The hospital followed Randi’s lead and wishes. Matthew and Katheryn stayed in the room next door, and Gethey spent nights with them, for which Katheryn credits Randi’s “self-mastery and forethought.” During the weekend, Matthew and Katheryn spent their days with Randi and her family, sharing feedings and changings. On Sunday, the time came to sign paperwork and check out of the hospital.

Unlike their first adoption, which took place in Missouri, when Randi signed her paperwork in Nebraska, there was no grace period for contestation. But Katheryn says that didn’t make it any easier.

“It was more difficult because we knew her more and her pain was harder because she was our friend now,” she says. “I was sobbing hysterically because I felt so bad for her. It’s such a weird experience to go through because we were so happy, but my heart was breaking for her.”

Staying in Touch

But Gethsemane’s open adoption is much more than just Skype dates and phone calls. During Randi’s pregnancy, Katheryn began a blog to chronicle baby Gethey’s adoption journey.

“I wanted a way that she [Randi] could stay up-to-date,” Katheryn says. “I mean, she wanted to see pictures of her first tooth, and she wanted to know the first word that she said when she said  it. She wanted that real-time feedback. With the blog, she can check it whenever she wants, but if she’s going through a time where she needs space, then she just doesn’t have to check it. She knows it’s there if she wants it, but she still has the discretion of whatever is most healing at the time.”

Matthew remembers how hesitant he was about openness in adoption.

“I think, not having experienced it, I was scared of how it would affect our family dynamic,” he says. “Having been part of an open adoption now, I think bonding with our babies was enough to let me know that no outside influence was going to be enough to disturb our family dynamic or change the reality they we were their parents.”

The couple was even more surprised to find how comfortable an open adoption could be.

“With Gethsemane’s birth family, seeing how healing it was for them to know they would still be in contact with her definitely enhanced the experience for us,” Matthew says.

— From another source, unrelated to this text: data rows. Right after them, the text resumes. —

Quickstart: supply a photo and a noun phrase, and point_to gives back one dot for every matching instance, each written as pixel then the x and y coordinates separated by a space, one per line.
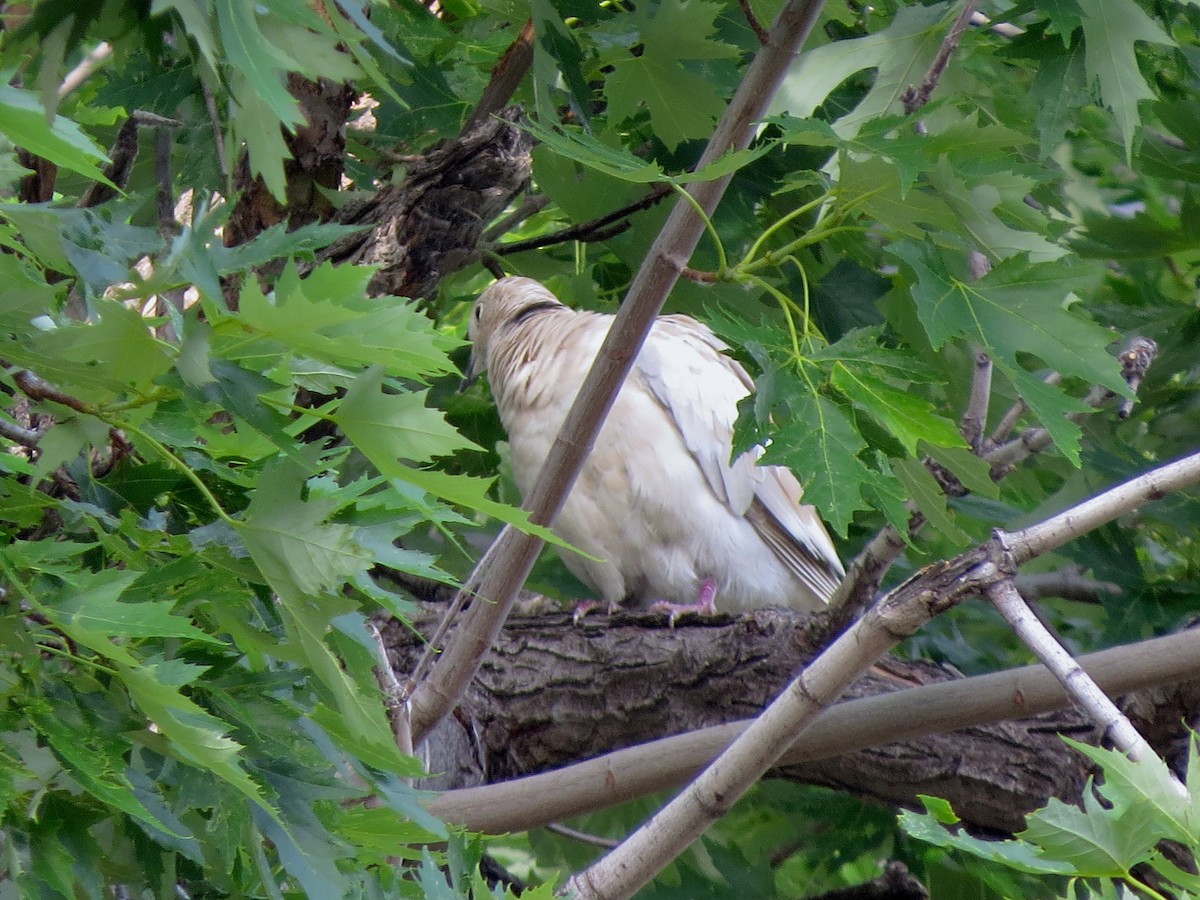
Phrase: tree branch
pixel 975 419
pixel 594 229
pixel 916 97
pixel 1069 673
pixel 658 274
pixel 899 615
pixel 867 571
pixel 889 718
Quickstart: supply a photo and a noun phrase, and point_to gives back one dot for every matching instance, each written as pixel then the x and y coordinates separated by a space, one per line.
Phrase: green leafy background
pixel 186 675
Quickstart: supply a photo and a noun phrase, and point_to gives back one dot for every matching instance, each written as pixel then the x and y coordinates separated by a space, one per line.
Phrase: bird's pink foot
pixel 705 605
pixel 585 606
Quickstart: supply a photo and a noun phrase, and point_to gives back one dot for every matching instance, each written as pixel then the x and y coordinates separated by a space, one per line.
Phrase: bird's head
pixel 504 305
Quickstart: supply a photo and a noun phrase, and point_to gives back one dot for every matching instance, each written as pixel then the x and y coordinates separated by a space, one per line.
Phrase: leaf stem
pixel 723 263
pixel 181 467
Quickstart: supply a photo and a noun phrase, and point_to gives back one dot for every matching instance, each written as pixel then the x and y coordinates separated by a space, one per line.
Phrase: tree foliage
pixel 190 562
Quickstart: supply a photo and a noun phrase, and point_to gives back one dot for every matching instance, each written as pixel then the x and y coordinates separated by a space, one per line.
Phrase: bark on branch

But it’s not easy all the time.

“There’s pain involved, and yes, it’s chosen because it’s a choice made out of love, and it’s the best thing for the baby. But that doesn’t mean that there’s not pain and loss. And a lot of times, there’s even loss in the history of the family adopting, whether it’s miscarriage or infertility. I’ve seen how helpful it is (to stay in contact),” Katheryn says.

Raising Biracial Children

Finding a balance in openness is just one of the challenges of parenting adopted children. Matthew and Katheryn also knew that raising biracial children would sometimes prove challenging, and the couple tries to surround their girls with age-appropriate images of race and culture.

“I know that they don’t see that when they look at us, so I want them to see that around them, so it’s normal,” Katheryn says. “I just focus on us really raising them in a way that they know their heritage, that it’s part of what makes them special. And that it’s part of what makes them so beautiful, that that’s how we look at them, that that’s how their family looks at them.”

Katheryn has family members who are black and biracial; the couple goes to a church with a lot of black members and has a biracial babysitter. Verity gets her hair done at a salon that can care for her hair, and Katheryn has learned as much as she can about helping her take care of it. Their rooms are decorated with art with black and biracial children, and the couple carefully selects dolls, books and movies to help surround them with people who look like them.

“We can’t control things that will happen to them in the world,” says Katheryn, who knows that friendships will be key to self-image as they get older. “But we can give them that secure base of knowing who they are, where they come from and being proud of it so that they have that to fall back on once they go into the world.”